1Department of Pediatric Intensive care Unit, Institute of Child Health and Hospital for Children, Egmore, Chennai, India,
2Department of Pediatrics, Chengalpattu Medical College, Chennai, India.
Aim: This prospective study was undertaken to identify whether premedication with subcutaneous adrenaline at a dose of 0.01 mg/kg of 1 in 1000 solution is effective in reducing the adverse reactions following anti-snake venom (ASV) administration in children.
Methods and Material: This prospective study was conducted over 3 years from 2015-2018 in children who received ASV injection at the pediatric intensive care unit (PICU) of our institute. Children who had received ASV elsewhere prior to referral were excluded from the study. Those children recruited between 2015 and 2016 were considered as group 1 without premedication and those recruited between 2017 and 2018 were considered as group 2 with adrenaline premedication. Study parameters included the type of snake envenomation and adverse reactions following ASV administration in both groups. Children were followed up till 12 weeks after discharge from the hospital.
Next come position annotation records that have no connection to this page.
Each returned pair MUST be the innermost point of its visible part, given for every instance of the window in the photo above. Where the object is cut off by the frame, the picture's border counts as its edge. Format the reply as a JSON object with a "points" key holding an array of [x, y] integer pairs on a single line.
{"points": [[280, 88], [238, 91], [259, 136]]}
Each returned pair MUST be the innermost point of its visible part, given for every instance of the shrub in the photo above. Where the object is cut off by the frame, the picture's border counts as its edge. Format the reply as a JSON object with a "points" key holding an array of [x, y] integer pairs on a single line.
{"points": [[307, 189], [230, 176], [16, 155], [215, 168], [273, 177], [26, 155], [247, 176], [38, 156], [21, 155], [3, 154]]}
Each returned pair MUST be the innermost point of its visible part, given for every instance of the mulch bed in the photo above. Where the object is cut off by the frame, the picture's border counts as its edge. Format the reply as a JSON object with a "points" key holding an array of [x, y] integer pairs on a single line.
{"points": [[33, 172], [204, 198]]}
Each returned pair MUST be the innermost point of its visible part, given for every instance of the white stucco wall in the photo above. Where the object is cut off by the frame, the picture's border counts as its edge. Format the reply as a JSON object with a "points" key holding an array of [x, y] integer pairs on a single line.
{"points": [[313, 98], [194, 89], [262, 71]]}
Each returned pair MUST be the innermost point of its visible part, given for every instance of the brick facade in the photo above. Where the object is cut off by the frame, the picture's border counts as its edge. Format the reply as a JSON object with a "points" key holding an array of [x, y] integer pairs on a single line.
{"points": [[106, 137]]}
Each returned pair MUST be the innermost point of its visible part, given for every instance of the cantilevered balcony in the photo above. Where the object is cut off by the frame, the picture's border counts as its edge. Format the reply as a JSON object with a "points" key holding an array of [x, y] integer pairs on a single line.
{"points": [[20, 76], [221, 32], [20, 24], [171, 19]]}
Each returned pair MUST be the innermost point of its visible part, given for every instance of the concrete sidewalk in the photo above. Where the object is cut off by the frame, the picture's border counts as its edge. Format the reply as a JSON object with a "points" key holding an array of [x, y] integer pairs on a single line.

Results: Among the 65 children admitted during the study period, 9 children did not have signs of envenomation, 5 children had already received ASV prior to referral, and hence 51 children were recruited for the study of which 30 children did not receive premedication (Group 1) and 21 children received premedication (Group 2). Overall incidence of adverse reactions was significantly lower in the premedication group in comparison to the group with no premedication (8/21 vs 18/30) (p=0.04). Fever (none in group 2 vs 6/30 in group 1 with p 0.032), rashes (8/21 vs 18/30, p=0.04), and anaphylaxis (4/21 vs 14/30, p=0.038) were significantly lower following premedication with subcutaneous adrenaline.
Conclusion: Premedication with subcutaneous adrenaline leads to lesser adverse effects in children receiving ASV.